Lettre à Elle

Je profite de poster ce message sur Scribay pour le poster également ici.


J’essaye désespérément d’écrire, mais je ne fais qu’injustice. Tous mes mots ne sont pas assez bons pour te rendre ne serait-ce qu’un dixième de l’hommage que tu mérites. Il y a tant de choses dont je voudrais parler…

Je voudrais parler de toi, de ta peau couleur clair de lune, de tes cheveux et de ma main qui s’emmêle dedans, de tes lèvres douces que je rêve d’embrasser, de tes épaules que je rêve d’embrasser, de ton dos que je rêve d’embrasser, de ta taille fine, de tes jambes de roseaux sous le vent, de la tempête que ta vue crée en moi.

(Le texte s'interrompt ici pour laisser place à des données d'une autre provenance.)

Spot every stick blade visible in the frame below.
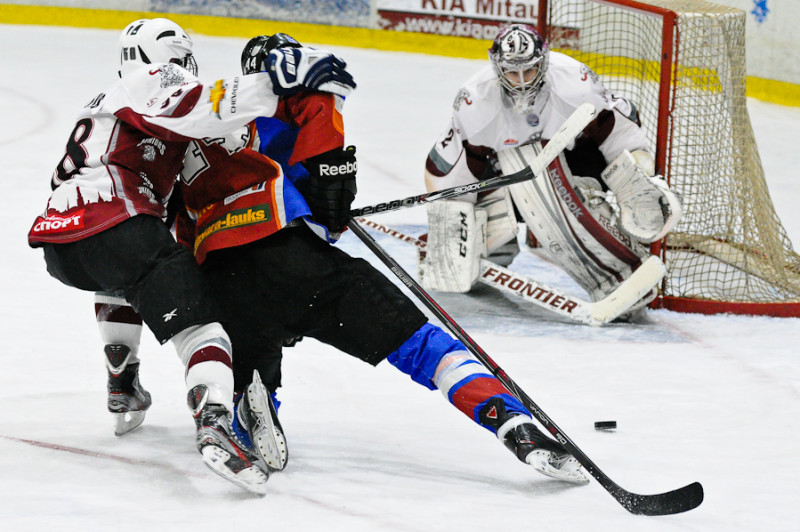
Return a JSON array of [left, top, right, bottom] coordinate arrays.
[[612, 482, 703, 516]]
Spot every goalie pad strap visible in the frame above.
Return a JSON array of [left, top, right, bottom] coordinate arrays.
[[420, 200, 487, 293]]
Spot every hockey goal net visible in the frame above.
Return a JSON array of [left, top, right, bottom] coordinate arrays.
[[539, 0, 800, 316]]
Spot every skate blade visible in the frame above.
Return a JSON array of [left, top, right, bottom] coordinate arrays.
[[525, 449, 589, 484], [113, 410, 145, 436], [247, 373, 289, 471], [201, 445, 269, 496]]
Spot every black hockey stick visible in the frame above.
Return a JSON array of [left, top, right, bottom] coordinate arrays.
[[347, 220, 703, 515], [350, 103, 596, 218]]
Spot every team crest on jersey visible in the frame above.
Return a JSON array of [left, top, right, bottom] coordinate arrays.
[[453, 89, 472, 111], [136, 137, 167, 162]]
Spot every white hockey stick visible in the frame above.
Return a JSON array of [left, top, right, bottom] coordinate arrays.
[[350, 103, 597, 217], [357, 218, 667, 326]]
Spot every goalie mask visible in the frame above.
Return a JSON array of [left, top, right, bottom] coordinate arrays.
[[489, 24, 549, 113], [119, 18, 197, 77]]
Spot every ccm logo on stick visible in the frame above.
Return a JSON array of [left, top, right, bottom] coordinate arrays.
[[319, 162, 358, 175]]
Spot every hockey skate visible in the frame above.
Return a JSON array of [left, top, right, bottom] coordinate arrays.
[[105, 344, 152, 436], [188, 384, 269, 495], [234, 371, 289, 471], [497, 416, 589, 484]]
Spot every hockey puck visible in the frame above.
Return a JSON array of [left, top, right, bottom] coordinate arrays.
[[594, 421, 617, 430]]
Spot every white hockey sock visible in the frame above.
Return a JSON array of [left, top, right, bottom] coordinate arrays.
[[170, 323, 233, 412], [94, 292, 142, 369]]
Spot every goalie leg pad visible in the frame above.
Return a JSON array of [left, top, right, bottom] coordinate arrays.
[[498, 146, 648, 301], [602, 150, 683, 242], [419, 201, 487, 293], [475, 187, 519, 255]]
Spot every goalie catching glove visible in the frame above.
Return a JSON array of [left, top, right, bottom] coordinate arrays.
[[303, 146, 358, 233], [602, 150, 683, 242]]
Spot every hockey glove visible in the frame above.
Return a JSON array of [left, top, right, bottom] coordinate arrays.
[[265, 47, 356, 97], [303, 146, 358, 233], [242, 33, 303, 74]]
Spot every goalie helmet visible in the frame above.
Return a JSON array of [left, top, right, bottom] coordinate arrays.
[[119, 18, 197, 77], [489, 24, 549, 113], [242, 33, 301, 74]]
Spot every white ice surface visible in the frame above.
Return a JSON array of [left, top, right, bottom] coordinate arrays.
[[0, 25, 800, 531]]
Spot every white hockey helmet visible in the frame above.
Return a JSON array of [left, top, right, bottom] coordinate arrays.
[[489, 24, 549, 113], [119, 18, 197, 77]]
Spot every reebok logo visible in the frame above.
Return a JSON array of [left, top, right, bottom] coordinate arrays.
[[319, 162, 358, 176]]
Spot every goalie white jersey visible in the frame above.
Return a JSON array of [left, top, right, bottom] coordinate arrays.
[[420, 48, 668, 316], [425, 52, 646, 190]]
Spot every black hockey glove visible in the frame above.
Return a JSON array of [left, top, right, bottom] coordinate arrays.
[[303, 146, 358, 233], [265, 47, 356, 97]]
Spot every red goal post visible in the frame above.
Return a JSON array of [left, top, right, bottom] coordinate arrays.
[[538, 0, 800, 317]]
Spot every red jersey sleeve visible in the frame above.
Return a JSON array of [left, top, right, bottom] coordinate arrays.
[[275, 92, 344, 164]]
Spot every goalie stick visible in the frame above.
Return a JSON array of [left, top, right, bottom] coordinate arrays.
[[347, 219, 703, 516], [358, 218, 667, 326], [350, 103, 596, 218]]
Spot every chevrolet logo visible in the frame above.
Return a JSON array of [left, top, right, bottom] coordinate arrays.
[[208, 79, 225, 118]]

Je voudrais parler de tes yeux, oh bon sang tes yeux. Fermés, ils sont adorables, ta vision fait croire aux anges. Mais ouverts, on comprend que tes paupières servent, au contraire de l’usage, à protéger le reste du monde de tes iris et non l’inverse. Parce que tes yeux, ils donnent chaud, ils font transpirer, on est sur le bûcher quand on croise ton regard. Tes yeux, ils ont la couleur du rugissement d’un lion, tes yeux, c’est un orchestre symphonique qui s’est perdu dans une envolée lyrique, tes yeux, c’est une supernova dans un trou noir, tes yeux, c’est la damnation éternelle, tes yeux, même les baleines te les jalousent, et elles chantent depuis des siècles leur beauté… Tes yeux, on s’y perd, on s’y noie, on s’abîme à l’intérieur, on sombre au fond d’un océan pour se retrouver au milieu d’étoiles jumelles.

Et après, y a tes regards, les doux, les intenses, les sérieux, les rieurs, les amoureux, les paniqués… T’en as toute une collection, et c’est une véritable partie de poker, impossible de savoir ce que tu vas sortir, mais tu triches forcément parce que tu me surprends toujours.

Je voudrais parler de toi, de ton soutien qui toujours me fait du bien, de ton humour, de ta langueur, de ton énergie, de tes habitudes, de tes improvisations. Je voudrais parler de ta voix, c’est une bombe nucléaire que t’envoies dans mes oreilles, et quand tu chantes, tu m’enchantes, on croirait que tu fais de la magie, de la vraie, celle qui vient du cœur. Et ton sourire, et puis ton rire, et moi j’en suis fou, j’y suis complètement drogué.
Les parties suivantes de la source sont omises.